Les véhicules autonomes pour mieux gérer le train-train quotidien

Les véhicules autonomes pour mieux gérer le train-train quotidien

La conduite de demain tend vers plus d’autonomisation, mais dépend encore fortement des avancées technologiques. Tôt ou tard, les voitures autonomes sillonneront les routes du Luxembourg, comme certaines navettes le font déjà. Un concept durable ?

Prof. Raphaël Frank
Prof. Raphaël Frank - ©SnT

Prof. Raphaël Frank dirige le groupe de recherche UBIX de l’Interdisciplinary Centre for Security, Reliability and Trust (SnT) de l’Université du Luxembourg. Il est spécialisé dans l’intelligence artificielle appliquée à la mobilité et travaille sur des sujets smart mobility, notamment la conduite connectée et autonome. Son équipe interdisciplinaire se compose d’une douzaine de chercheurs férus, entre autres, d’intelligence artificielle, de mathématiques et de systèmes de communication.

Depuis juin 2024, il dirige également le programme IPBG (Industrial Partnership Block Grant) Atlas, soutenu à hauteur de 1,5 million d’euros par le Fonds National de la Recherche luxembourgeois. Neuf thèses de doctorat vont ainsi pouvoir bénéficier d’une bourse pour booster les connaissances en matière de systèmes autonomes intelligents, en grande partie sur terre, mais aussi dans les airs et dans l’espace.

Dans le cadre de notre dossier mobilité, Prof. Raphaël Frank nous fait un état des lieux de la recherche en matière de conduite autonome et répond à nos interrogations quant aux aspects durables liés à ces véhicules (plus si) futuristes.

Avancées technologiques en général / au Luxembourg

« Ces dernières années, il y a eu pas mal de déploiement, par exemple de robotaxis aux États-Unis et en Chine. La technologie devient mature et il y a une base légale qui permet d’exploiter ce type de service de façon commerciale.
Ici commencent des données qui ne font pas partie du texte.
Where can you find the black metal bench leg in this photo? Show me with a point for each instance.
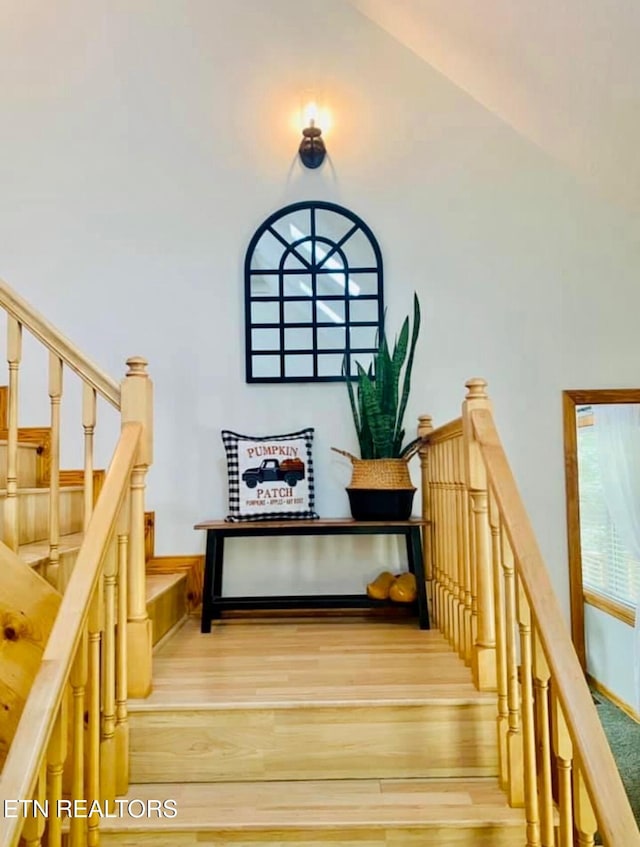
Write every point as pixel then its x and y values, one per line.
pixel 207 587
pixel 416 567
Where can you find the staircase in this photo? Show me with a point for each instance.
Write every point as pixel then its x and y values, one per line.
pixel 345 730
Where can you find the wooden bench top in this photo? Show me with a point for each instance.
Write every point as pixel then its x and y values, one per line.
pixel 338 524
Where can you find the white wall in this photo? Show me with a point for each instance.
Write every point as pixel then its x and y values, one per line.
pixel 143 143
pixel 610 645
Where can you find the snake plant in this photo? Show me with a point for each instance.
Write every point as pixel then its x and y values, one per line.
pixel 379 400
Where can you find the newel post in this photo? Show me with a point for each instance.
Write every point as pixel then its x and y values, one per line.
pixel 425 426
pixel 137 406
pixel 483 661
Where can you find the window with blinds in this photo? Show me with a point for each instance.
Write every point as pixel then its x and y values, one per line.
pixel 608 568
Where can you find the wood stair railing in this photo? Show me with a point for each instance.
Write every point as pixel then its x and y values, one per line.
pixel 74 725
pixel 133 398
pixel 491 595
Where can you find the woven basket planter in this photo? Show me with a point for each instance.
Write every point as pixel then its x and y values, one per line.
pixel 380 489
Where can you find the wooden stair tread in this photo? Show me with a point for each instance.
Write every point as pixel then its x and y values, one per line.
pixel 26 445
pixel 41 489
pixel 283 663
pixel 325 804
pixel 157 583
pixel 37 552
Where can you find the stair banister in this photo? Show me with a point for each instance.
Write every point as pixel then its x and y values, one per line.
pixel 56 343
pixel 133 398
pixel 137 407
pixel 51 730
pixel 518 642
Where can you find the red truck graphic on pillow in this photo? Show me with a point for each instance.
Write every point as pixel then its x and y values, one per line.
pixel 288 471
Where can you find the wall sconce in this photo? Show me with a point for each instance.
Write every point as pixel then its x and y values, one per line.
pixel 312 150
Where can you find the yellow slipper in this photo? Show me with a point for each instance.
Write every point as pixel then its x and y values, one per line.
pixel 379 588
pixel 404 589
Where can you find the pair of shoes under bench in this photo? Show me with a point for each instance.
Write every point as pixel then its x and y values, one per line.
pixel 400 589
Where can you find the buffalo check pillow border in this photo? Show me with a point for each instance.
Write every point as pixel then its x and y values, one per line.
pixel 270 477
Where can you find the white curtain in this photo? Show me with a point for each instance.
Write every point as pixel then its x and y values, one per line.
pixel 618 433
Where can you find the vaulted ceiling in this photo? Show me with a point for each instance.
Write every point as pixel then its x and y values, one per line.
pixel 563 73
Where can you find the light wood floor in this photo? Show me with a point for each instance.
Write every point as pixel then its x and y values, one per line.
pixel 323 804
pixel 333 660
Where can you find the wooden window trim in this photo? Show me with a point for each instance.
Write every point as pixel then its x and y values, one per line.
pixel 570 400
pixel 611 607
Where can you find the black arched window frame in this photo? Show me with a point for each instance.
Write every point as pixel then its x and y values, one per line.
pixel 314 268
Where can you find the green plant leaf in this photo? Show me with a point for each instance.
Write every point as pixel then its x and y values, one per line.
pixel 376 407
pixel 352 400
pixel 407 373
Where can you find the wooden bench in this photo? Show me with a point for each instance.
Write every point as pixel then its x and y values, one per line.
pixel 213 603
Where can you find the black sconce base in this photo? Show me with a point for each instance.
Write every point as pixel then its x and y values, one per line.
pixel 312 150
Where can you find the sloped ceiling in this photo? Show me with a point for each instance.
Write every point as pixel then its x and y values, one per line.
pixel 563 73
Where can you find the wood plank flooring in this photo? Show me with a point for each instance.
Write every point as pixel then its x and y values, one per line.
pixel 278 661
pixel 341 812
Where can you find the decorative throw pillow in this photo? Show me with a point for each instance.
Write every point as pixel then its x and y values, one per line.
pixel 271 477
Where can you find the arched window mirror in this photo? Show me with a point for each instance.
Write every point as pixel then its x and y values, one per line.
pixel 313 294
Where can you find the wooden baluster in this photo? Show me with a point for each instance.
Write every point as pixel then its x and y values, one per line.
pixel 501 640
pixel 563 749
pixel 528 722
pixel 484 654
pixel 435 533
pixel 458 458
pixel 56 756
pixel 89 425
pixel 107 733
pixel 93 708
pixel 442 553
pixel 137 406
pixel 36 817
pixel 515 755
pixel 425 426
pixel 11 511
pixel 454 585
pixel 122 719
pixel 541 677
pixel 585 820
pixel 79 674
pixel 446 538
pixel 469 589
pixel 55 393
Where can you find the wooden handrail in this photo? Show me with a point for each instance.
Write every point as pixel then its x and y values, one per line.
pixel 36 725
pixel 452 429
pixel 56 342
pixel 606 792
Les portes des robotaxis Pony AI s'ouvrent grâce à un QR code. Ces véhicules autonomes roulent déjà en Chine. Le déploiement européen se fera depuis le Luxembourg où l'entreprise californienne est sur le point d'ouvrir ses bureaux
Les portes des robotaxis Pony AI s’ouvrent grâce à un QR code. Ces véhicules autonomes roulent déjà en Chine. Le déploiement européen se fera depuis le Luxembourg où l’entreprise californienne est sur le point d’ouvrir ses bureaux - ©Business Wire

En Europe et plus précisément au Luxembourg, il y a également de plus en plus d’initiatives, comme la signature il y a quelques mois d’un partenariat avec Pony.ao qui est, je dirais, dans le top 5 des entreprises qui font des robotaxis. Pony.ai va devenir un partenaire de recherche important pour notre équipe. »
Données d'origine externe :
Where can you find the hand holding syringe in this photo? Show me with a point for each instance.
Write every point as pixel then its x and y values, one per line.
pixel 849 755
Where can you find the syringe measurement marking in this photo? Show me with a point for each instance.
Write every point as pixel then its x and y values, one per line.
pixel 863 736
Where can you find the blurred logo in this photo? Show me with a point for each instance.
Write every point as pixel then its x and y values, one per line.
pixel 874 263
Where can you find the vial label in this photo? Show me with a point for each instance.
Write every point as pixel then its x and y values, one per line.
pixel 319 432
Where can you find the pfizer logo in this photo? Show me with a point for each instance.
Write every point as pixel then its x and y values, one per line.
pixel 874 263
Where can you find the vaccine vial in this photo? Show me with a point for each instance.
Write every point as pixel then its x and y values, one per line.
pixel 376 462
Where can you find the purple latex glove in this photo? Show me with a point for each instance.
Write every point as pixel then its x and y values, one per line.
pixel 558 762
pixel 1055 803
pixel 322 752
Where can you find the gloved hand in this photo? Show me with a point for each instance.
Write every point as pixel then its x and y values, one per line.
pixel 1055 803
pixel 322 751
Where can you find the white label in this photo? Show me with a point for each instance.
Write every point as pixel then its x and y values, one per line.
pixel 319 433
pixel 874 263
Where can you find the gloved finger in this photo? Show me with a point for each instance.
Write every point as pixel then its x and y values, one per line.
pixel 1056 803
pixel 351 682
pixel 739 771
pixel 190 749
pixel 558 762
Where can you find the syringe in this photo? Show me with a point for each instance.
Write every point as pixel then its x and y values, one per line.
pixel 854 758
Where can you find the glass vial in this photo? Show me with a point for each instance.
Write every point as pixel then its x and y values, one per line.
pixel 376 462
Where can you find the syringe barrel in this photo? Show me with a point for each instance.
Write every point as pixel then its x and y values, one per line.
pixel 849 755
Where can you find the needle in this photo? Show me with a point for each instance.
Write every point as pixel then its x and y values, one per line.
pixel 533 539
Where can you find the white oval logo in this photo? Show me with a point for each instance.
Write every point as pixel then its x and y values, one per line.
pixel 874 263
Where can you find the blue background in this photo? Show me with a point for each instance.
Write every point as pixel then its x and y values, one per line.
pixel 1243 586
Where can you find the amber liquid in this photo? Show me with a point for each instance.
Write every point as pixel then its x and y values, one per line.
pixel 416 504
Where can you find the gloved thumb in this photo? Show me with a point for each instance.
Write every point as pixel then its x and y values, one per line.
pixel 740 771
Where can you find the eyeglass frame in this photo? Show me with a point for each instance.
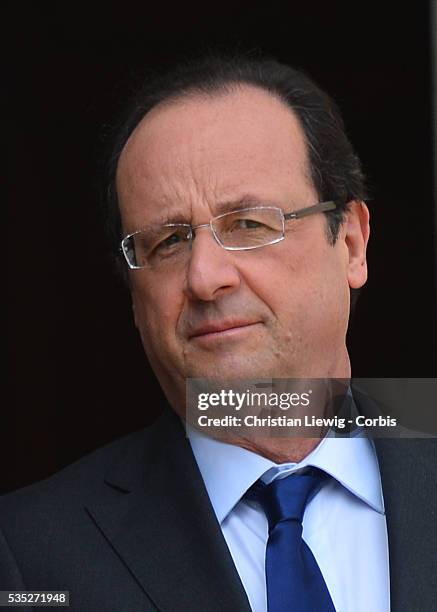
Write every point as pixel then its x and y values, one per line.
pixel 327 206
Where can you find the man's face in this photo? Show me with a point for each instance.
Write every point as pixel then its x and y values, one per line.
pixel 278 311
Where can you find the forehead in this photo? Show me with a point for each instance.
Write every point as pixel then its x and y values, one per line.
pixel 212 149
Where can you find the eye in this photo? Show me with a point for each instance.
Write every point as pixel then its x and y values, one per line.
pixel 248 224
pixel 171 240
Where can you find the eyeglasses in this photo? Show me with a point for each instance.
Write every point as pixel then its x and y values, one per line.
pixel 239 230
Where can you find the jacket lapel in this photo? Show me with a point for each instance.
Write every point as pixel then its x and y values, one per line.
pixel 157 516
pixel 409 480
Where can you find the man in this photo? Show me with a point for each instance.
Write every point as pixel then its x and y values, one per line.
pixel 229 279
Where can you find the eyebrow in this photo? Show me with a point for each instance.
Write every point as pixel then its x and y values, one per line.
pixel 246 200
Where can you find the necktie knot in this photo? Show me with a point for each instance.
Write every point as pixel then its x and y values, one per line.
pixel 285 499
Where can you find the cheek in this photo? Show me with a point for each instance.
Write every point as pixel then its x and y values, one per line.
pixel 304 292
pixel 157 308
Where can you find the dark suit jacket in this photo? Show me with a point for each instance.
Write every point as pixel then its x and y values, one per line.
pixel 130 527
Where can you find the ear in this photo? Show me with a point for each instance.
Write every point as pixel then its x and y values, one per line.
pixel 134 312
pixel 357 230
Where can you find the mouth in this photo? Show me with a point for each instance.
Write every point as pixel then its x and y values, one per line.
pixel 220 330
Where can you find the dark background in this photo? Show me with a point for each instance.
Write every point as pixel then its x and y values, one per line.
pixel 77 377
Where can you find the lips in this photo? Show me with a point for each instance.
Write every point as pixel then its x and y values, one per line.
pixel 220 327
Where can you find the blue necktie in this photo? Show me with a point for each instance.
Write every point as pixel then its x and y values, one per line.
pixel 294 580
NDLR : Pony AI est sur le point d’ouvrir un centre de recherche à Bissen (selon Paperjam) et de tester le déploiement de véhicules autonomes pour l’Europe, depuis le Luxembourg.

Pistes d’amélioration

« Il reste pas mal de boulot pour faire en sorte que ces voitures n’aient plus besoin d’opérateurs qui sont encore généralement présents pour s’assurer que le système fonctionne bien. D’un point de vue économique, ces opérateurs représentent également un coût élevé. L’idée, dans les années à venir, est d’essayer de mettre en place davantage de systèmes de sécurité et de développer ce qu’on appelle du tele-operated driving, avec des opérateurs qui surveillent, en temps réel mais à distance, une flotte de véhicules autonomes et qui interviennent à partir d’un réseau très performant – 5G de nouvelle génération.
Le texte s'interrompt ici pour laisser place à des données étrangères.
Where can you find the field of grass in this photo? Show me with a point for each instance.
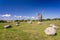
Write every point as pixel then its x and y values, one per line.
pixel 27 31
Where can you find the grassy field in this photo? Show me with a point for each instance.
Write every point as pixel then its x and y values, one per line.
pixel 28 31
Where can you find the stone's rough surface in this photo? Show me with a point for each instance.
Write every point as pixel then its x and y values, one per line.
pixel 29 22
pixel 39 22
pixel 7 26
pixel 17 23
pixel 50 31
pixel 40 17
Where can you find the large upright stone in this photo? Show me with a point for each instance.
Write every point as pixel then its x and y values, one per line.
pixel 40 17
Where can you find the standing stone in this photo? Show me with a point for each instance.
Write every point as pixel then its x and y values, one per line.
pixel 40 17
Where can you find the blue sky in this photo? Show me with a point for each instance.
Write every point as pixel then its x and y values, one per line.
pixel 48 8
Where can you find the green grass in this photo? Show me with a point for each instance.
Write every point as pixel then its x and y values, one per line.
pixel 28 31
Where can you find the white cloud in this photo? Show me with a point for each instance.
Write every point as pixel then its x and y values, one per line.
pixel 6 15
pixel 32 17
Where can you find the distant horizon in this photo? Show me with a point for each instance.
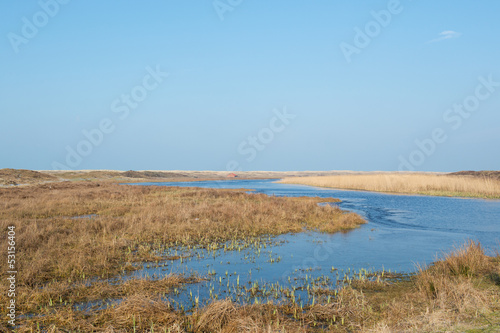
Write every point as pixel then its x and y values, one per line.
pixel 248 85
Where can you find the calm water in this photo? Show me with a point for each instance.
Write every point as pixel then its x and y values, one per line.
pixel 402 230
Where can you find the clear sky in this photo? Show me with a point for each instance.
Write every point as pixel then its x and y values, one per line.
pixel 251 85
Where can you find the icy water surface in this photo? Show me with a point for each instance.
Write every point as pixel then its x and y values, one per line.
pixel 402 230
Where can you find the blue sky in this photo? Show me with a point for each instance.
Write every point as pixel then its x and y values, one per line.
pixel 234 69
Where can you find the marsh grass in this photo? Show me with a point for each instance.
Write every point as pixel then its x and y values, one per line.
pixel 426 184
pixel 66 261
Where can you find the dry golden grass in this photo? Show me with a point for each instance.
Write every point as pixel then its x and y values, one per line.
pixel 58 253
pixel 428 184
pixel 132 223
pixel 458 301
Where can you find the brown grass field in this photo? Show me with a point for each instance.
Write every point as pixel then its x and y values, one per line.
pixel 63 260
pixel 427 184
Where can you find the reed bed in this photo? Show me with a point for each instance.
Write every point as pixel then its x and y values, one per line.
pixel 427 184
pixel 66 260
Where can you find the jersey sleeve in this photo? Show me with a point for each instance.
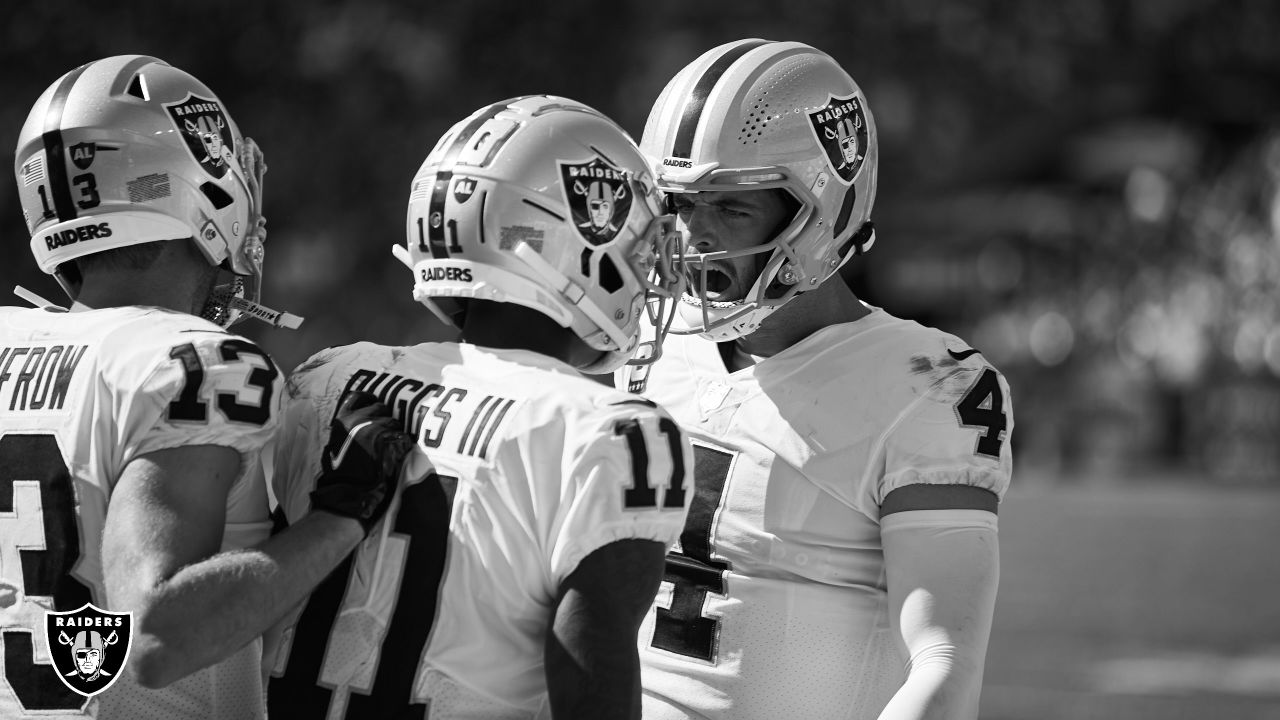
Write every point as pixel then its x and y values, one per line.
pixel 629 477
pixel 958 432
pixel 206 388
pixel 309 404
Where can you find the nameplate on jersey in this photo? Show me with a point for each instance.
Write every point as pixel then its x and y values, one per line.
pixel 36 377
pixel 453 419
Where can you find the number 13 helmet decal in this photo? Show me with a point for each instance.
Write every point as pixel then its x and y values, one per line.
pixel 128 150
pixel 757 114
pixel 545 203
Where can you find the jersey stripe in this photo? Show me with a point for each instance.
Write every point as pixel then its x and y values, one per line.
pixel 684 144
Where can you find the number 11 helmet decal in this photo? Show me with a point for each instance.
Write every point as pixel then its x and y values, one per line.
pixel 757 114
pixel 545 203
pixel 128 150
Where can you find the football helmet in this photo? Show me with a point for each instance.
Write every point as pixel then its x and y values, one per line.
pixel 545 203
pixel 758 114
pixel 128 150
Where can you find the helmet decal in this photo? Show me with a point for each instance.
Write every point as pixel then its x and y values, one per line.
pixel 599 196
pixel 204 127
pixel 840 127
pixel 83 154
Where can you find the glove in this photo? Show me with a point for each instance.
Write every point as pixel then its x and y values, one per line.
pixel 361 463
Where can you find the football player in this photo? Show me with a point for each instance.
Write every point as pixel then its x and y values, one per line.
pixel 131 423
pixel 528 538
pixel 840 556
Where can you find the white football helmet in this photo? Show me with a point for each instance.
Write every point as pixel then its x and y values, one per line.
pixel 128 150
pixel 545 203
pixel 757 114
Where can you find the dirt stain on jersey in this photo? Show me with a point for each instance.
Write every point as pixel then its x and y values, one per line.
pixel 944 377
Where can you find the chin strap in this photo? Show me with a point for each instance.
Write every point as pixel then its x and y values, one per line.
pixel 274 318
pixel 35 299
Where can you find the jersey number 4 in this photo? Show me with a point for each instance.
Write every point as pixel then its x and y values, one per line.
pixel 983 408
pixel 46 566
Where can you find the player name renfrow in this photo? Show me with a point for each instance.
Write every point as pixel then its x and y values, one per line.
pixel 59 621
pixel 36 377
pixel 439 417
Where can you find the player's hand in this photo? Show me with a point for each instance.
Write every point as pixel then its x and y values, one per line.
pixel 361 464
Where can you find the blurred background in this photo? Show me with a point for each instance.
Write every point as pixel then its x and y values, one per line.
pixel 1087 190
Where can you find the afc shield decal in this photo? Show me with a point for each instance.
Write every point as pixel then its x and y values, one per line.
pixel 208 135
pixel 88 647
pixel 599 197
pixel 840 127
pixel 83 154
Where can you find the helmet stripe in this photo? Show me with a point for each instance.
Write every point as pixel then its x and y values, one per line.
pixel 684 144
pixel 55 149
pixel 444 176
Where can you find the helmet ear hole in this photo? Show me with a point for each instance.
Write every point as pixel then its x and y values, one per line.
pixel 611 281
pixel 218 196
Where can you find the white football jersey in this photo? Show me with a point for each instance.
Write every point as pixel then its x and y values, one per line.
pixel 522 469
pixel 775 602
pixel 81 396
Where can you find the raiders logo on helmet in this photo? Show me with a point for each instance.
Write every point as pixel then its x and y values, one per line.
pixel 599 196
pixel 840 127
pixel 204 127
pixel 88 646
Les systèmes fonctionnent très bien dans 95% des situations, mais il reste 5% de edge cases, des situations très complexes difficilement gérables par l’IA car nous n’avons pas d’exemple d’entraînement à lui fournir alors qu’elle est généralement entraînée sur des scénarios réels. Il nous faut donc plus de données, par exemple grâce à l’IA générative qui peut créer des scénarios réalistes très très rares de façon synthétique. »

Au Luxembourg, les CFL ont introduit deux minibus autonomes de la marque néo-zélandaise Ohmio. Sales-Lentz fait de même avec les navettes françaises Navya
Au Luxembourg, les CFL ont introduit deux minibus autonomes de la marque néo-zélandaise Ohmio. Sales-Lentz fait de même avec les navettes françaises Navya - ©CFL

L’exemple des navettes Ohmio

« Au Luxembourg, il y a déjà des navettes autonomes Ohmio qui circulent, toujours avec un opérateur à bord. Nous avons une proposition de recherche – en attente de validation - avec Ohmio et l’opérateur Post, pour tester les performances du réseau et voir s’il serait faisable de l’utiliser pour qu’un opérateur téléguide, le cas échéant, ces véhicules autonomes de façon très efficace. Il faut pour cela une latence très faible, afin que l’opérateur puisse être très réactif.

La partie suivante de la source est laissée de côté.